LI Phil
(User)
Fri May 21 2004 03:32 AM
A Bone for you, spike

Dude, you're a trooper. Hang in there.

Just for you, here's that KILLER joke (at least in my mind or until Ed checks back in):

A man walks into a bar (stop me if you've heard this one) {That by the way, is the oldest bad joke in the book}...

Anyhow, he walks up to the bartender and says, "Bartender, I'll bet you five bucks I can bite my eye."

The bartender looks at him, somewhat warily and says, "sure, you can bite your eye. OK, here's five bucks."

So the guy takes out a glass eye and bites it.

The bartender, somewhat nonplussed, plops a fin on the bar.

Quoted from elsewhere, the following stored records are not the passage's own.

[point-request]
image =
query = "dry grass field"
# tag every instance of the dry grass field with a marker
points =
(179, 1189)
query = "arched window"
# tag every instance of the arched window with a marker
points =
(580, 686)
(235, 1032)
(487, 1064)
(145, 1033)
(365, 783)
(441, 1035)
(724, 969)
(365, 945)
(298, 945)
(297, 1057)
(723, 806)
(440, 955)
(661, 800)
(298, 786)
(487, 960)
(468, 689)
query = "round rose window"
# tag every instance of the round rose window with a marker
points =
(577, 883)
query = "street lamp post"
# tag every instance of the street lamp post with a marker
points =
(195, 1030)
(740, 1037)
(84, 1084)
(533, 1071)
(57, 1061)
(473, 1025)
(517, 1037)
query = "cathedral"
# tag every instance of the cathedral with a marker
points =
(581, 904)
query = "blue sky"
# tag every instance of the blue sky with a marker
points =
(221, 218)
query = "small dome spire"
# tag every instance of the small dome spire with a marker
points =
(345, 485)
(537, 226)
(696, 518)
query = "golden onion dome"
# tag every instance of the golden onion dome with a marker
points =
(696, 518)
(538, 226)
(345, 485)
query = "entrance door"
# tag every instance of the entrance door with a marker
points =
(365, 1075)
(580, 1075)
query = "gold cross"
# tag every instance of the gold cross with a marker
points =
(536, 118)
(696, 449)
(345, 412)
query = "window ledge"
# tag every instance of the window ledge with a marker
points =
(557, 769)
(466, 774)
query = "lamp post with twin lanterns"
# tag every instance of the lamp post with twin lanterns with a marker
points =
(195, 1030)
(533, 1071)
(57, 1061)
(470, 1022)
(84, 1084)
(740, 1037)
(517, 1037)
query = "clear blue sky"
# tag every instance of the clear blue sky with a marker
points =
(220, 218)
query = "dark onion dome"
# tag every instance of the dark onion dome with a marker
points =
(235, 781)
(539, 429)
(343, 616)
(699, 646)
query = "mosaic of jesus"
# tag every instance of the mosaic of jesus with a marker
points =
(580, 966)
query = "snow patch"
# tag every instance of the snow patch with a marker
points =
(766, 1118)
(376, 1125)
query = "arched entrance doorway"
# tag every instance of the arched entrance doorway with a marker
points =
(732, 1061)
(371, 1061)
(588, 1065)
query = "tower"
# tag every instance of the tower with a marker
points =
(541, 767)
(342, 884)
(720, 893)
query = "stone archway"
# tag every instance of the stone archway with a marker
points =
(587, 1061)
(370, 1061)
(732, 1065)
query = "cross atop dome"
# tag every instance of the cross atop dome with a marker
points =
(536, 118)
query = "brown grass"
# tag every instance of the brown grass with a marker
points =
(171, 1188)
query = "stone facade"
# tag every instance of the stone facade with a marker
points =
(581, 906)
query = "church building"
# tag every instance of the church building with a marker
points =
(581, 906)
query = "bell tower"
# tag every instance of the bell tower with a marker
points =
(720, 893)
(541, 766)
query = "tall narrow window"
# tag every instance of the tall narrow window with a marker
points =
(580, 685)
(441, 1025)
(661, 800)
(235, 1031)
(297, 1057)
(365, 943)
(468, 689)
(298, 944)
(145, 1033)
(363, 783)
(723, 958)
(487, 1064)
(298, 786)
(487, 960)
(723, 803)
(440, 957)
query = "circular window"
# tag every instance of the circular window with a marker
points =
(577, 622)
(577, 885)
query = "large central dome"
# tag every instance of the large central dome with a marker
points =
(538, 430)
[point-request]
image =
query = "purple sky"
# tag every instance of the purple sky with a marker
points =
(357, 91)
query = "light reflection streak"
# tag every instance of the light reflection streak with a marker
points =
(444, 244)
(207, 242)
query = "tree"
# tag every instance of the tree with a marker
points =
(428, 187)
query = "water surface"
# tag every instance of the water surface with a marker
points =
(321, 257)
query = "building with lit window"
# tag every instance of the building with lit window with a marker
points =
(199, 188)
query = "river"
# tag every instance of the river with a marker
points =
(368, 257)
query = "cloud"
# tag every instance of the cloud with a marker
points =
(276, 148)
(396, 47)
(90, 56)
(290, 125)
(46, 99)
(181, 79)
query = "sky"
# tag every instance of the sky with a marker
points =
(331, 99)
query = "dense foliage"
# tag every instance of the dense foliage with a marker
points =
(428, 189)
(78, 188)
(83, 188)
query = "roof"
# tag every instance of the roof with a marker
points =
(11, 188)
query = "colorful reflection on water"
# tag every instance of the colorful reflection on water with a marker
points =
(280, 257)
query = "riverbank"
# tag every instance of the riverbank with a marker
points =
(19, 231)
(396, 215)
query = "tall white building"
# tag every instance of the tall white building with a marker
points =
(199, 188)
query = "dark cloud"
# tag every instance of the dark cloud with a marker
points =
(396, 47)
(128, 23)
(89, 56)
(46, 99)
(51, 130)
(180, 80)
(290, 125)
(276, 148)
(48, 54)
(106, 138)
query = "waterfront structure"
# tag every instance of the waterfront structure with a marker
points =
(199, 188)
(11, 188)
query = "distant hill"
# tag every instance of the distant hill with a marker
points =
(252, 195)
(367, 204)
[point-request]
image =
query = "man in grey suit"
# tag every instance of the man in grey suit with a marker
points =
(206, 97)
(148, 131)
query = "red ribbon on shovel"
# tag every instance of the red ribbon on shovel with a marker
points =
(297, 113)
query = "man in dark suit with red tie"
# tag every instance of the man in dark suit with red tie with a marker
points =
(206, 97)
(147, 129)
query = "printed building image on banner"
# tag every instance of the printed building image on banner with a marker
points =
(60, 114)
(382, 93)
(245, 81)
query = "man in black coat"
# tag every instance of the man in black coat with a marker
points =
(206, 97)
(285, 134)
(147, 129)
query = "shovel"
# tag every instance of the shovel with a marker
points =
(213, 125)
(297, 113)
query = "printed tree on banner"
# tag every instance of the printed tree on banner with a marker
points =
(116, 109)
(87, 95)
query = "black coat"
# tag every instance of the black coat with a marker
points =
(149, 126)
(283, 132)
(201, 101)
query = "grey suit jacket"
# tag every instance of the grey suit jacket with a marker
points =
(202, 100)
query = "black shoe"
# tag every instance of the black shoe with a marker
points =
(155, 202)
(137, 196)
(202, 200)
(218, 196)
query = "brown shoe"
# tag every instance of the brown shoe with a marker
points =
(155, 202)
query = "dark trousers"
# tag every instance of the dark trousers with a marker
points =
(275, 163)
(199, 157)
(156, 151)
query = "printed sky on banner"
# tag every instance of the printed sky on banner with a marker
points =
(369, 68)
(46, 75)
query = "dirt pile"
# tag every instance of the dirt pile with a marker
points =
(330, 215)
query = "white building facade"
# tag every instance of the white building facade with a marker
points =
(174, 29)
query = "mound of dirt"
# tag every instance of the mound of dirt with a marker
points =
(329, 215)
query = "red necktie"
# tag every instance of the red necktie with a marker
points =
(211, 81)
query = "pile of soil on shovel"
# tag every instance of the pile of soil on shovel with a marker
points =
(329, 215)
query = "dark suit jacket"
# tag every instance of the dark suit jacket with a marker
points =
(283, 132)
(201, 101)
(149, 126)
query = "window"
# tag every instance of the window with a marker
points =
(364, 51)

Well, the gentleman has a couple of pops, and in time says, "Hey, beertender, I'll bet you $10 that I can bite my other eye."

The bartender stares for a second, looks at the guy and thnks, "this guy can see, he can't have two glass eyes". So he takes him up on the offer.

So the guy takes out his false teeth and bites his other eye.

Furious, the bartender resumes his duties.

More drinking ensues. Finally, the guy at the bar says, "Hey, you, guy, bartender, person, dude" (extremely slurrend and obviously drunken) "you she that schlootglazz at the endd uf the barrrrrr. Well, I'll bet yoou a hunred dollaarsh that I can stand at dah end off dah (burp) bahr, and I can take a pish into dat schlotglazz, and I'll get efry drop in it."

The bartender stares at the drunk and considers the situation. OK he got me with the glass eye and the false teeth. But there's no WAAY he can pee in a shotglass from the end of the bar...No Way.

So he says to the drunk. "OK You're on. Here's a $100 bill to bet you that you cannot stand at the end of the bar and pee in this shotglass.

So the drunk gets up, stands at the end or the bar, opens his pants and starts peeing.

Well, as you might imagine, not one drop lands in the shot glass. However, he manages to pee on the bartender, the patrons and the bar itself.

So, moments later, elated, the bartender starts wiping the bar clean and whistling to himself over a rather stupid bet, quips to the drunk,

"you're obviously drunk, how could you make such a stupid bet like that?"

The drunk, now surprisingly sober responds" (OK here's the kicker)

"You see those four guys sitting at the table in the corner? Well about an hour ago I just bet them a thousand t dollarrs each that I could piss all over the bar, piss on you, and you'd be smiling and cleaning it up"

And as George Burns used to say to his wife, Gracie:

"Say Goodnight, Gracie"

His wife would then respond, "Goodnight Gracie"

Classic. Just classic.

Hope you enjoyed this little bit of humor.